Capital Budgeting decisions are made on the basis of its Net present value of the cash flow of the option we are considering. In general , we have three options to make a capital budgeting decision to expand, to abandon and the timing decisions. Please note we can have more options within one category. For example, we can have multple options to expand the project.

Each options have its own pattern of cashflows that can impact the decision making. In an option to abandon the project , we are deciding to sale off the assets and the salvage value received on the assets in present value terms(in cases where liquidation takes lot of time) are compared with the option to expand the project.

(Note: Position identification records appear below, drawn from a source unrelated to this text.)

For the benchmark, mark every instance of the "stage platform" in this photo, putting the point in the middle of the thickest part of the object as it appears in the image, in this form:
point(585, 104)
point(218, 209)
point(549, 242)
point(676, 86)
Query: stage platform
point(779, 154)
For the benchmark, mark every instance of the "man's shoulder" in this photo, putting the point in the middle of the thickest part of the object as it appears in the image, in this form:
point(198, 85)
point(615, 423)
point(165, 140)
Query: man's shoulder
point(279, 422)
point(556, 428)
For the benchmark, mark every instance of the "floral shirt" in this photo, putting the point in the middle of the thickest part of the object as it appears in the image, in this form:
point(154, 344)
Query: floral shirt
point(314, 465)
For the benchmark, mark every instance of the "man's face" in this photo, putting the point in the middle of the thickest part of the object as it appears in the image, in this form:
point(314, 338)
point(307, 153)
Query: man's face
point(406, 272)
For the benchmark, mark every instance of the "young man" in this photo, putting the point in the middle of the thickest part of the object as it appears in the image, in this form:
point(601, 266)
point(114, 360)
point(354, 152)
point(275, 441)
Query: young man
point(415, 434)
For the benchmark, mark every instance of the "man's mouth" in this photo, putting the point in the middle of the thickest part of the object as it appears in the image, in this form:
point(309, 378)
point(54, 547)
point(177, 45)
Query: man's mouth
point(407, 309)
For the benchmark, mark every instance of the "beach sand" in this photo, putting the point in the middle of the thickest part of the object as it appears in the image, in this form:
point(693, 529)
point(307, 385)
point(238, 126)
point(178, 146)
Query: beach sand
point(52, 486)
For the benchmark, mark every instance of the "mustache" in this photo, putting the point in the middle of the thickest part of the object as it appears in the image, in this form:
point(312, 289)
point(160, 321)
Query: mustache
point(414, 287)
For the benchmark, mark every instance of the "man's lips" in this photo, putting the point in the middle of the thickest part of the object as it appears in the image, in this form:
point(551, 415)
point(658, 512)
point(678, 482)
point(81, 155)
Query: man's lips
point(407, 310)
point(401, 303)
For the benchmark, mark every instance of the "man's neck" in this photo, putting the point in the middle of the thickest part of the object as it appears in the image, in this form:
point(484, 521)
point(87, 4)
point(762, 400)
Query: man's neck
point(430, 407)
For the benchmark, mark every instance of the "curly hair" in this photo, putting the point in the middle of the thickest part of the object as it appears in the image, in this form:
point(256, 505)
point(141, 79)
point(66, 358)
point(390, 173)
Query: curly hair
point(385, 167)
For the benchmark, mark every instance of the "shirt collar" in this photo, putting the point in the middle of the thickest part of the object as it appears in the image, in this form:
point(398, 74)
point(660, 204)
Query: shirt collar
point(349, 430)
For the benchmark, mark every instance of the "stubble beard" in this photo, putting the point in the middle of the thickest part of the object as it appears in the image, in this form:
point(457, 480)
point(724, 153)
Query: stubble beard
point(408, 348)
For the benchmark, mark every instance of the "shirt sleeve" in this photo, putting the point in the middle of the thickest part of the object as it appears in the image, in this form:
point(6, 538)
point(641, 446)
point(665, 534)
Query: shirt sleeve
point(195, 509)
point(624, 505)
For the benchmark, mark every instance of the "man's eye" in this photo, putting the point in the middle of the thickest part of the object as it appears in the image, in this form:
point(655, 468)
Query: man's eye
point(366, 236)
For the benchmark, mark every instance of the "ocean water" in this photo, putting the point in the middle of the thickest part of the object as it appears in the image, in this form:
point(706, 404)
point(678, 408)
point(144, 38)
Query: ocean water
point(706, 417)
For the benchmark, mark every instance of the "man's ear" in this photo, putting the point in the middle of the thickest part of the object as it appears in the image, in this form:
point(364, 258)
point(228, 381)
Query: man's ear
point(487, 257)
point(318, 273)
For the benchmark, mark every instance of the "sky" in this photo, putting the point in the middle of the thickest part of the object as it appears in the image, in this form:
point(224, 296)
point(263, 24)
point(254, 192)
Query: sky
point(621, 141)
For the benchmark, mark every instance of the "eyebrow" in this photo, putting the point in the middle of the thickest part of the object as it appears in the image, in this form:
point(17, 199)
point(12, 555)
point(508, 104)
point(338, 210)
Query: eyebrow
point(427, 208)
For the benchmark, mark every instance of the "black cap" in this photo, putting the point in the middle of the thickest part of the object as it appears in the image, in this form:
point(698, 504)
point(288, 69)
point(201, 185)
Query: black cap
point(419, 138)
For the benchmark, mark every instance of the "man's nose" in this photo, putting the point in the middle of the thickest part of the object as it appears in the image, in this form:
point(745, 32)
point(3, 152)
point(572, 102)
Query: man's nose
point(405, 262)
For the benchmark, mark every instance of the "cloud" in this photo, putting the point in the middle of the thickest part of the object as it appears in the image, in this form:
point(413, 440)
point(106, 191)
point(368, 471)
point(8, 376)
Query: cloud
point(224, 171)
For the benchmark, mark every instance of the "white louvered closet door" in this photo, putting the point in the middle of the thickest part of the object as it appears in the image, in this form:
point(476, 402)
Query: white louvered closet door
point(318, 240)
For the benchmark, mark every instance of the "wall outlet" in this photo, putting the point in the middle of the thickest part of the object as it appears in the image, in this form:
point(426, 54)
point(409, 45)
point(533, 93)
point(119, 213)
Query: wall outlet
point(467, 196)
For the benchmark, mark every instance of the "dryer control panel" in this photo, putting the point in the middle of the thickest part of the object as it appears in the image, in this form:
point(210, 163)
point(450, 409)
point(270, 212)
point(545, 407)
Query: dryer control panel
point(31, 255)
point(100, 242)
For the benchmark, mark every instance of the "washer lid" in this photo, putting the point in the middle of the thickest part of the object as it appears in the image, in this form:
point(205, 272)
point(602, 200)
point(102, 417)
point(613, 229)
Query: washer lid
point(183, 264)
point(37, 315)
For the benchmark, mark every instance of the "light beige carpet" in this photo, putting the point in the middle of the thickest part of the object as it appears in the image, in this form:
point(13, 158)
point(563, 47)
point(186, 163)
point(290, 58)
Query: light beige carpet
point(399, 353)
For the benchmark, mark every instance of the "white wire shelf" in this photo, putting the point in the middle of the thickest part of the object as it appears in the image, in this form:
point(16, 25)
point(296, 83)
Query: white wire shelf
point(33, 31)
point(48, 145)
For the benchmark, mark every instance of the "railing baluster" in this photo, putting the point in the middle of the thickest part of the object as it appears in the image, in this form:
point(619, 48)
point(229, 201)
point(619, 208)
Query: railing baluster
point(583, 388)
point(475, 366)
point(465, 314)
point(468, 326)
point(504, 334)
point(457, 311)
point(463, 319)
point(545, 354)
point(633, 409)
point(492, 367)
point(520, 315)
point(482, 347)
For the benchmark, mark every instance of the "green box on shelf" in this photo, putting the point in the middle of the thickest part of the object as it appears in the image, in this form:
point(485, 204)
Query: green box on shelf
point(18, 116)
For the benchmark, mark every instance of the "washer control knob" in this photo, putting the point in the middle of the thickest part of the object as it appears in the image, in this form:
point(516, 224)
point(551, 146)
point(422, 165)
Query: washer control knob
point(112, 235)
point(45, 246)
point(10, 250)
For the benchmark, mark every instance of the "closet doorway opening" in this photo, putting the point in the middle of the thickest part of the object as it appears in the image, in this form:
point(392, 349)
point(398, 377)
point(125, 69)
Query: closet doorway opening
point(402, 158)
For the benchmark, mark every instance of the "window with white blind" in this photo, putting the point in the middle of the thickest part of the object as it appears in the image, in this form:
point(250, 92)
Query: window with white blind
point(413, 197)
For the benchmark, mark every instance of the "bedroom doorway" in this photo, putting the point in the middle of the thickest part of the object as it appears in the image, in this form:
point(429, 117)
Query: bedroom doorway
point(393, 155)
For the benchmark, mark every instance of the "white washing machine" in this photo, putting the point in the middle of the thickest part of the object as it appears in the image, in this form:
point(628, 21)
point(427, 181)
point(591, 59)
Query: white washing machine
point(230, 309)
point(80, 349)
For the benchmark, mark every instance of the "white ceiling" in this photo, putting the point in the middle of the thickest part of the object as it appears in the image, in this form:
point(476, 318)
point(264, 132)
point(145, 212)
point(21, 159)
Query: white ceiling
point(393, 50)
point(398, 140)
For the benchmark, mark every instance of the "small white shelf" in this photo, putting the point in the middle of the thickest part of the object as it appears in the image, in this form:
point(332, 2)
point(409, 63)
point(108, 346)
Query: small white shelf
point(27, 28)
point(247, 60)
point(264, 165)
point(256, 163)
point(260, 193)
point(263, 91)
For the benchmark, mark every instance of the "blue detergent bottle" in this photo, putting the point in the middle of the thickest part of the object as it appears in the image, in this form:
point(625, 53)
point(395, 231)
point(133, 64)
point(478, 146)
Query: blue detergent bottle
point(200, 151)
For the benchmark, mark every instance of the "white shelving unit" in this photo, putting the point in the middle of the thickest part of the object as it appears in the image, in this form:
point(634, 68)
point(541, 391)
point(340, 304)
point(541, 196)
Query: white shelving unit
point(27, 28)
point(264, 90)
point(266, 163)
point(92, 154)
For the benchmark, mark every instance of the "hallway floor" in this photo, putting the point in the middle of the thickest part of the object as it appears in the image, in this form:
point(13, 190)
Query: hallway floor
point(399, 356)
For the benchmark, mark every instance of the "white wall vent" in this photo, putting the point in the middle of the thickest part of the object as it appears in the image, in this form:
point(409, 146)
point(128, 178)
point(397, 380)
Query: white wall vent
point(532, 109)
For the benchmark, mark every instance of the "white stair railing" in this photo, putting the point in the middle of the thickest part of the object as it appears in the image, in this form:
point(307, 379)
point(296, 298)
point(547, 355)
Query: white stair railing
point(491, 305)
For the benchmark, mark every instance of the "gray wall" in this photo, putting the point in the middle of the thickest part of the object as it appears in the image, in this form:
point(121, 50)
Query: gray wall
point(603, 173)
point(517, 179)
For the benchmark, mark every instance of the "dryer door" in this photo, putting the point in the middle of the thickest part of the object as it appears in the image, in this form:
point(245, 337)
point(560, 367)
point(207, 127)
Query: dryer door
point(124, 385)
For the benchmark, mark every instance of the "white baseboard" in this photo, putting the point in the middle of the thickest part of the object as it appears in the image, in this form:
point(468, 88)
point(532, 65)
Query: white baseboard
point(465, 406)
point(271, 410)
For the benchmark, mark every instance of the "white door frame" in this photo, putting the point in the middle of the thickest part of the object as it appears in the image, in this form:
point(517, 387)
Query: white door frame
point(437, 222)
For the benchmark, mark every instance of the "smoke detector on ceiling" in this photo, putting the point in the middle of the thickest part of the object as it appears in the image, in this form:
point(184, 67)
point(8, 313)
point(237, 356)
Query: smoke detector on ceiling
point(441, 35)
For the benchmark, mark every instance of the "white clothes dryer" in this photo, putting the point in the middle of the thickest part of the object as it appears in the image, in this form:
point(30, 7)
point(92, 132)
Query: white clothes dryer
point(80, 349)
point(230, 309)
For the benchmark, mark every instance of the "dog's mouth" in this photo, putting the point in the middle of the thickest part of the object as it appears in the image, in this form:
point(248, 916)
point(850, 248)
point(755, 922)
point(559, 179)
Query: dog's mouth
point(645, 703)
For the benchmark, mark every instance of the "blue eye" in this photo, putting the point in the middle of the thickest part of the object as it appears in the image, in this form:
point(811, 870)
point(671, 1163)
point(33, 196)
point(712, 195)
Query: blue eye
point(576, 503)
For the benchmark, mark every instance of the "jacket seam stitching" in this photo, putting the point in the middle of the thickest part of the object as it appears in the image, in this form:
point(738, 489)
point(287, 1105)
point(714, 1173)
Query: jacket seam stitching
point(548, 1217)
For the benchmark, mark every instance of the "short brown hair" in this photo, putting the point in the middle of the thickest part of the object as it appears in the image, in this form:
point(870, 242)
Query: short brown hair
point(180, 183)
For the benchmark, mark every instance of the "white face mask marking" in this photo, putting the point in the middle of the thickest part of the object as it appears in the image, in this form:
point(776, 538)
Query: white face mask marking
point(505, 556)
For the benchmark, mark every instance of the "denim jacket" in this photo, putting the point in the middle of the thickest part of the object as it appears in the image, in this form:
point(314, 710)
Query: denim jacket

To give a real world example, lets say Tata Steel company has a plan to shut down one of its non productive steel factory and liquidate all its assets as the machineries are not producing enough output to cover its expenses. But it also has an option to expand and renovate the factory and increase its output to turn the factory profitable with some probability. Now if it decides to liquidate all the assets and sale the land, it will receive certain amount of cashflows net of all the liquidation charges. Now basis the timing of the cashflows are received we can calculate the net present value of the amount received using the company's cost of capital that is the discount rate. Now we must compare this NPV with the NPV where the company decides to increase the capacity of its machineries and renovate the factory. In expansion, we have an initial outlay and then net cash inflows(or outflows) basis the expectation of the company. Now we calculate the present values of all the expected cashflows and calculate the NPV in the same way. The one with the higher NPV is the feasible solution for the company. Thus abandoning a project can also prove to be a viable option in cases where expansion doesnt generate enough cashflows if proven by lower NPV.